I liked All The Light very much indeed. I did view it as a YA novel, though, and thought of it read that way as well.
Interesting, fourtriplezed. While it was about young people it felt too big and complex to be YA, but perhaps that’s underestimating young people. If it is YA, I’d call it a cross-over book. After all it won the Pulitzer for adult fiction didn’t it?
It won the Purlitzer? I never knew that. To be honest I have a lot of time for it, as I said I really really enjoyed it, but it was not at that level IMO.
The Pulitzer is a good prize to win but – if I put my literary snob hat on – I wouldn’t put it up there with the top literary prizes.
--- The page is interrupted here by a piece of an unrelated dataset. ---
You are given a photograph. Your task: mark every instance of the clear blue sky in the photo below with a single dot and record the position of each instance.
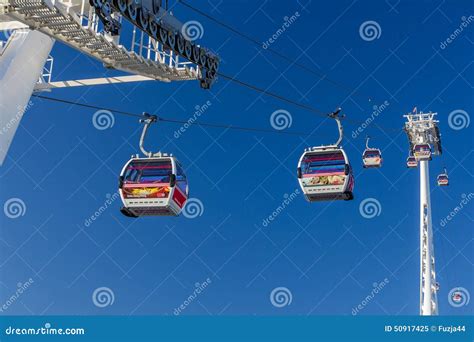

The winners in my experience tend to be well-written, interesting/thoughtful crowd-pleasing books which is not to put them down but to say that overall they don’t push boundaries.
Still All the light was interesting for telling stories in both sides of that war and showing what it did at the individual level particularly for innocents caught up in it.
I absolutely adored All the Light but this one has languished in the TBR stack since it was released, and I’m not sure why I keep passing it over in favour of something else. Of course, your review motivates me, although my book group would have a fit if I suggested a 600-page book 😀
Haha Kate … I understand … it’s one of those books that looks off-putting.
As for the reading group, we have an agreement that we can schedule a big book over summer. (Our “beach read!) Other times of the year 600 pages would be a no-no.
That’s a good strategy for the bigger books. We used to do similar – need to remind my group!
Sounds like you should – I wonder how it will go?
Poorly I reckon 😀 (my book group are pretty slack!)
Perhaps you shouldn’t try! We run a pretty tight ship. If some forget our rules of think there’s always someone who will remember! It seems to work. People only leave if they leave town.
Every time I hear more about this book, I can’t help but wonder how it is so different from Cloud Atlas by David Mitchell. Have you read it, or read the synopsis?